Whether you’re freelancing full time or as a side gig, these outreach efforts are things you can do while working on current projects:
Identify your best type of client
To form your ideal client type, answer these questions:
- What do you offer?
- What industries do you want to serve?
- Who in those industries uses what you offer and will pay for it?
- What are their specific problems or needs that you can solve in unique ways?
Find out where they hang out
Armed with your ideal client profile, research specific businesses and organizations that fit.
- Learn what trade associations they belong to.
- Identify business directories where they are listed.
- Visit their web sites to learn what social media they use.
- What do they post on their social media? What hashtags do they use?
- Sleuth on social media to find their interest groups, and connect in the groups.
- Find their company pages that list VPs and directors you can connect with.
Do some phone research: call the prospect and find out who is the person you need to connect with, and if email or direct mail is preferred.
A word of caution: There’s a fine line between prospecting and stalking. Don’t stalk. You’re not going to win a client if they consider you a nuisance.[social_warfare]
Streamline your messaging
Review your service offerings and brand promise.
Go back to your web site and tweak your home and about pages to address the needs of your ideal client type.
Scrutinize your portfolio section(s), adding work that relates to the problems you want to solve and deleting work that does not serve that purpose.
The language you use on your site and promotional pieces, and the type of work you show, communicate to your prospects. Be sure to target your ideal client through both what you way and what you show.
Who do you most want to work with? Select no more than half a dozen prospects to reach out to at first. Keep the number low so that it’s a manageable group and you can customize your message and easily track responses. You can add or replace prospects down the road.
Begin connecting with your selected prospects on social media, email, and networking events. Post your work, blog articles and quotes using hashtags they follow. Reply to their social posts. Add useful comments on their blogs and videos.
Develop an outreach campaign
Promote your work through direct mail and email.
Reach out directly. Send a customized email to each ideal prospect on your shortlist. Address their pain points, and share how you’ve solved similar problems for other clients.
A campaign is not a one-hit effort; it’s a series of related messages. Plan a campaign of emails, direct mailers and social media posts that you’ll send out over the next 6-12 months. For email, you’ll need to test the waters to figure out the best frequency.
With agencies and art buyers, sending promos is a normal and expected course of business. It’s common for freelancers to send a promo every 3 months. You may never hear anything unless they have a project to discuss with you. Keep sending your promos on a regular basis however, because you never know when they’ll have just the project for you. If they don’t have your promo on hand, they can’t match you to a project.

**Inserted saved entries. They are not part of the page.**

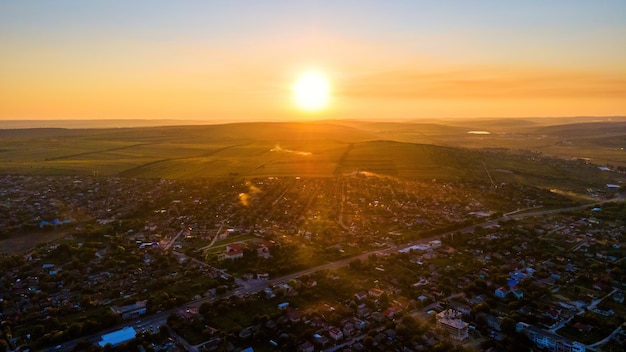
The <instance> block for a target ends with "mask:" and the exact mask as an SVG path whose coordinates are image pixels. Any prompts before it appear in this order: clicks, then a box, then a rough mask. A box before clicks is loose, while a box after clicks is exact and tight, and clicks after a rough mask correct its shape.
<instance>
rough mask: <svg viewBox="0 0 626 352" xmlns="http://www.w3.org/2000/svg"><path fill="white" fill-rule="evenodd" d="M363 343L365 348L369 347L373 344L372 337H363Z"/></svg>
mask: <svg viewBox="0 0 626 352" xmlns="http://www.w3.org/2000/svg"><path fill="white" fill-rule="evenodd" d="M363 345H365V347H367V349H371V348H372V347H373V346H374V338H373V337H371V336H366V337H365V338H364V339H363Z"/></svg>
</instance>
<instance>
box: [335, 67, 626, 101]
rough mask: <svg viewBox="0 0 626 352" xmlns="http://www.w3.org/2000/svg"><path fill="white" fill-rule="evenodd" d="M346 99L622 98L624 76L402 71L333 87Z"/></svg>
mask: <svg viewBox="0 0 626 352" xmlns="http://www.w3.org/2000/svg"><path fill="white" fill-rule="evenodd" d="M338 94H341V95H343V96H345V97H350V98H398V99H414V98H423V99H439V98H446V99H448V98H472V99H492V98H545V97H548V98H576V97H587V98H590V97H594V98H597V97H608V98H618V97H623V98H625V99H626V76H621V77H620V76H617V77H616V76H615V75H608V74H604V73H596V72H586V71H585V72H583V71H565V70H558V69H507V68H492V69H484V68H483V69H466V70H447V71H445V70H441V71H431V72H426V71H424V70H418V69H403V70H396V71H386V72H378V73H374V74H370V75H363V76H358V77H353V78H352V79H350V80H346V81H345V82H344V84H343V85H342V86H341V87H340V88H339V89H338Z"/></svg>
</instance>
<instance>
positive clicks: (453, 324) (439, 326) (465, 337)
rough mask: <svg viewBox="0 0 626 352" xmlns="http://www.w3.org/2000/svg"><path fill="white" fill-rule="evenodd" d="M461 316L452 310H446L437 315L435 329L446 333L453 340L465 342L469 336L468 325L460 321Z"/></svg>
mask: <svg viewBox="0 0 626 352" xmlns="http://www.w3.org/2000/svg"><path fill="white" fill-rule="evenodd" d="M461 317H462V314H461V313H460V312H457V311H456V310H454V309H446V310H444V311H443V312H441V313H438V314H437V328H438V329H442V330H445V331H448V332H449V333H450V337H452V338H453V339H455V340H459V341H461V340H465V339H466V338H467V337H468V334H469V324H468V323H466V322H464V321H463V320H461Z"/></svg>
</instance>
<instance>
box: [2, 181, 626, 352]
mask: <svg viewBox="0 0 626 352" xmlns="http://www.w3.org/2000/svg"><path fill="white" fill-rule="evenodd" d="M24 177H27V176H14V177H11V176H5V177H3V183H2V184H3V188H2V190H1V191H2V196H3V206H4V207H6V208H7V209H11V211H10V212H7V213H8V214H10V216H8V217H6V218H3V219H2V222H3V223H2V229H3V235H5V236H7V237H8V238H9V239H11V238H13V236H16V235H15V234H19V233H27V232H40V233H43V234H45V235H50V234H53V235H55V236H56V238H55V239H54V240H50V241H48V242H45V243H41V244H39V245H37V246H36V247H35V248H30V249H28V250H26V251H24V252H23V253H20V254H17V255H5V256H3V257H2V267H3V269H4V270H3V276H2V281H1V282H0V308H1V310H0V319H1V320H2V322H3V323H2V327H3V340H5V341H6V344H7V346H6V350H18V349H19V350H25V349H33V350H39V349H44V348H51V347H54V346H57V347H58V346H61V347H60V349H62V348H66V347H65V346H66V345H67V342H68V341H75V340H80V339H81V338H83V337H85V336H92V335H98V336H104V335H103V334H101V333H100V332H101V331H103V330H105V329H111V328H116V327H120V326H121V327H124V326H126V327H125V328H124V329H121V330H119V331H122V330H123V331H124V333H125V335H124V336H126V339H122V340H116V339H115V337H111V336H109V338H111V339H112V340H110V342H109V343H107V341H108V340H106V339H103V340H102V341H100V342H102V343H100V344H98V343H87V342H86V341H85V343H83V344H78V345H76V350H80V348H83V349H92V350H98V348H105V347H115V348H116V350H120V351H121V350H136V348H138V347H137V346H141V349H147V350H150V349H151V350H232V351H240V350H247V349H252V350H255V351H257V350H258V351H262V350H298V349H299V350H302V351H318V350H329V351H334V350H344V351H359V350H381V351H386V350H390V349H400V348H402V349H403V350H406V351H410V350H414V351H423V350H440V351H446V350H489V349H492V350H503V349H505V350H514V348H515V346H517V347H519V348H520V350H525V349H524V348H526V347H528V346H535V345H536V346H538V347H540V348H545V349H548V350H555V351H556V350H559V351H561V350H567V351H585V350H601V349H600V348H602V347H603V346H609V347H610V346H611V345H615V346H620V344H621V343H623V341H624V335H623V333H622V332H621V326H622V324H623V323H624V318H625V317H626V314H625V311H626V309H625V308H624V305H623V299H624V293H623V292H624V289H626V287H625V286H624V285H625V284H624V283H625V282H626V279H625V278H624V270H625V269H626V268H625V267H624V265H625V263H624V261H623V258H624V257H625V256H624V246H626V242H625V241H624V239H623V233H624V230H625V228H624V223H623V220H620V219H624V216H623V214H624V207H623V202H622V203H607V204H606V205H602V206H597V207H590V208H588V209H584V210H579V211H572V212H569V213H563V214H561V213H555V214H549V215H543V216H541V217H529V218H527V219H523V220H513V219H509V220H507V218H506V214H509V213H513V212H517V211H523V210H533V209H542V208H543V207H553V208H557V207H568V206H571V205H573V204H571V202H570V201H569V200H568V199H567V198H564V197H562V196H560V195H558V194H555V193H551V192H549V191H545V190H541V189H537V188H533V187H528V186H520V185H505V184H503V185H498V187H497V188H494V187H489V186H483V185H474V184H464V183H453V182H437V181H436V180H431V181H428V182H425V181H422V182H416V181H400V180H392V179H387V178H381V177H371V176H370V177H368V176H365V175H357V176H355V177H345V178H338V179H304V178H302V179H300V178H284V179H281V178H267V179H254V180H244V181H242V180H212V181H206V180H192V181H170V180H144V179H117V178H79V177H35V176H28V180H27V181H28V182H25V181H26V180H24V179H23V178H24ZM5 185H6V186H5ZM26 185H28V186H26ZM610 196H612V197H613V196H615V194H611V195H610ZM491 219H493V220H494V222H493V223H490V225H489V226H485V227H482V226H480V225H479V226H475V227H472V229H471V230H467V228H468V227H470V226H472V225H476V224H483V223H486V222H488V221H489V220H491ZM498 219H499V220H498ZM442 234H444V235H442ZM342 260H344V261H345V265H338V266H337V267H332V266H331V267H330V268H323V266H324V265H328V264H329V263H337V262H339V261H342ZM5 268H6V269H5ZM311 268H321V269H319V270H312V271H311V272H306V273H304V274H301V275H296V276H294V275H293V274H297V273H299V272H304V271H305V270H307V269H311ZM124 307H127V308H126V309H124ZM128 307H131V308H128ZM155 314H160V315H161V316H164V317H165V318H164V319H163V320H165V321H164V324H162V325H161V324H152V326H149V325H148V326H146V325H145V322H144V323H142V322H138V320H142V319H143V320H145V319H144V318H143V316H146V317H148V316H151V315H155ZM165 323H166V324H165ZM131 325H132V326H134V327H132V328H131V327H130V326H131ZM163 327H164V328H163ZM129 329H130V330H132V331H130V330H129ZM129 332H130V334H128V333H129ZM129 337H130V338H129ZM130 340H133V341H135V340H136V341H137V342H136V343H128V341H130ZM113 345H115V346H113ZM87 346H88V347H87ZM141 349H139V350H141ZM70 350H71V349H70Z"/></svg>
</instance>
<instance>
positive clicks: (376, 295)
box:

It’s different when reaching out to businesses and organizations. You can send more frequently in a shorter period of time. For example, you can send an email once a week for 3 months. The emails will serve you better if they are not exactly the same each time, but sequentially present a different aspect of your message or reason they should work with you. Plan a campaign carefully in advance.
Keeping a small list allows you the ability to customize your outreach to each one.
Respond respectfully to any feedback you receive. If someone does not want to hear from you, remove them from your list, and replace them with another prospect.
By identifying your ideal type of client, you can be strategic in who you work with. You can avoid many of the typical problem clients types — high-demand, discount-demanding, never satisfied and very fond of scope creep — that freelancers so often encounter. When you’re strategic, you are in control and can take better care of your business.